ROYAL Bafokeng Platinum and Aquarius Platinum on Thursday announced huge curtailments of their platinum operations as the sector battles high costs, labour unrest, stagnant prices and an oversupplied market.

Analysts estimate 40%-50% of platinum output in South Africa is being produced at a loss.

Aquarius has put a second mine, its Everest operation, on care and maintenance - and now only two of its seven mines in South Africa and Zimbabwe are operating. Earlier this month it suspended operations at the Marikana mine it shares with Anglo American Platinum, near Rustenburg.

"The ramp-up at Everest has encountered challenges resulting from poor ground conditions and ongoing disruptive industrial relations over an extended period and these issues, coupled with the present low PGM (platinum group metal) price environment, have rendered the mine uneconomic," Aquarius announced yesterday. It envisaged no further closures.

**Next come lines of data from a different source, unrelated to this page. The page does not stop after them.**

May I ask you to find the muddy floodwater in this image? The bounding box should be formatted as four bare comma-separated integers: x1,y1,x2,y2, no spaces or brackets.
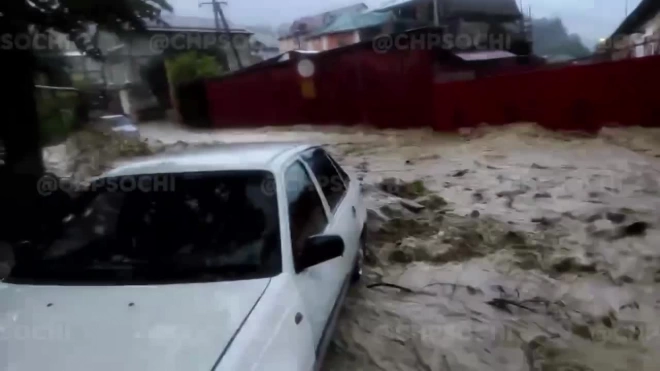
46,124,660,371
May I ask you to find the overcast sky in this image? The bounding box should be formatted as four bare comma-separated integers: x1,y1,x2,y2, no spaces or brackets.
169,0,641,43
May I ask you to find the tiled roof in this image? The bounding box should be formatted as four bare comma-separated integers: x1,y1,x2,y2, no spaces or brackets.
283,3,367,37
147,14,251,33
373,0,521,17
613,0,660,35
310,12,394,36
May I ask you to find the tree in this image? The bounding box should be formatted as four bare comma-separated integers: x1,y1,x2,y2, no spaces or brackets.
0,0,172,243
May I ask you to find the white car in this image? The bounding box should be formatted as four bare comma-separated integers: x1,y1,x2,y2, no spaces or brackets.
0,143,366,371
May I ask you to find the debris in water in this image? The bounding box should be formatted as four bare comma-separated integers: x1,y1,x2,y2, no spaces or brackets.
415,194,447,210
451,169,470,178
618,222,649,238
399,198,425,213
605,212,626,224
379,178,428,199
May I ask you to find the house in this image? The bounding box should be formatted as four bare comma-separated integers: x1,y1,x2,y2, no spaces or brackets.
279,3,367,53
95,14,251,84
280,0,528,51
246,26,280,62
304,12,395,51
373,0,525,42
597,0,660,60
94,14,254,114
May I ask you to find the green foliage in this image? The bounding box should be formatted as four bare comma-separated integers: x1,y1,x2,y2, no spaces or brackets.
532,18,591,58
36,89,80,144
166,51,224,85
0,0,172,57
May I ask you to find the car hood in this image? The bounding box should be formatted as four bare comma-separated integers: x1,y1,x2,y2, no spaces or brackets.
0,279,269,371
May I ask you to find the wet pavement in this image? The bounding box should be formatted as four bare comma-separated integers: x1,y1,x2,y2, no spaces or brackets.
46,124,660,371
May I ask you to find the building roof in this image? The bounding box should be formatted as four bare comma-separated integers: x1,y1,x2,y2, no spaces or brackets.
372,0,521,17
281,3,367,37
613,0,660,36
103,142,309,177
146,13,251,34
310,12,394,36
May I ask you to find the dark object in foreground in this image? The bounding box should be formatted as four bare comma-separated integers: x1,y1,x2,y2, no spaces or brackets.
618,222,649,238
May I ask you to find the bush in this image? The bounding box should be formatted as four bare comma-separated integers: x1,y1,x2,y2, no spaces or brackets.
36,89,79,145
166,51,224,86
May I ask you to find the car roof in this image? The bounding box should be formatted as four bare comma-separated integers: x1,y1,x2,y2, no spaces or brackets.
102,142,314,177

While it was relatively easy to place workers from Marikana in other positions, it would be "considerably more difficult" to find work opportunities for Everest's 1600 workers, Aquarius spokesman Gavin Mackay said.

The platinum market had an "abiding surplus" of about 500000oz because of the European economic crisis, he said.

Aquarius shares closed 11,95% down at R7 on Thursday.

The shares have fallen 62% so far this year.

"Aquarius now has two of its seven mines operating, but crucially, we estimate the residual company is now cash break-even, something none of its competitors - Lonmin, Northam, Impala or Amplats - can boast," Dominic O'Kane, an analyst with Liberum Capital, said yesterday.

While all platinum producers in South Africa were struggling, the larger groups had long-life mines at the core of their portfolios and should perform "acceptably in a difficult environment", Citi Metals and Mining said on Thursday.

Aquarius has an agreement with Northam to buy the Booysendal South property next to its Everest mine, on the eastern limb of the Bushveld igneous complex, for $130m in the last quarter, but Mr O'Kane said given the sharp fall in its share price and a $300m convertible note due in 2015, it may not conclude the deal.

Liberum estimated Aquarius had cash of $164m after paying about $31m to suspend the Marikana and Everest mines.

But Mr Mackay said Aquarius would deal with its settlement obligations for Booysendal South.

Royal Bafokeng said on Thursday it was conducting a strategic review of its operations and had decided to defer several mine upgrades and expansions. It believes the weak market will prevail for the rest of the year into next and is trying to preserve cash flows.

Royal Bafokeng has deferred a R71,7m spend on exploration at Styldrift II, and drilling at its Bafokeng Rasemone platinum mine.

It has also postponed building a chair lift at Rasemone, which it estimates will defer R90,7m.

Its plans to spend R300m on upgrading a concentrator at the mine have also been deferred.

"We are being proactive on how we deal with the current crisis in the platinum sector, by deferring spending on projects that were earmarked by the company in the short term," said Lindiwe Montshiwagae, head of investor relations.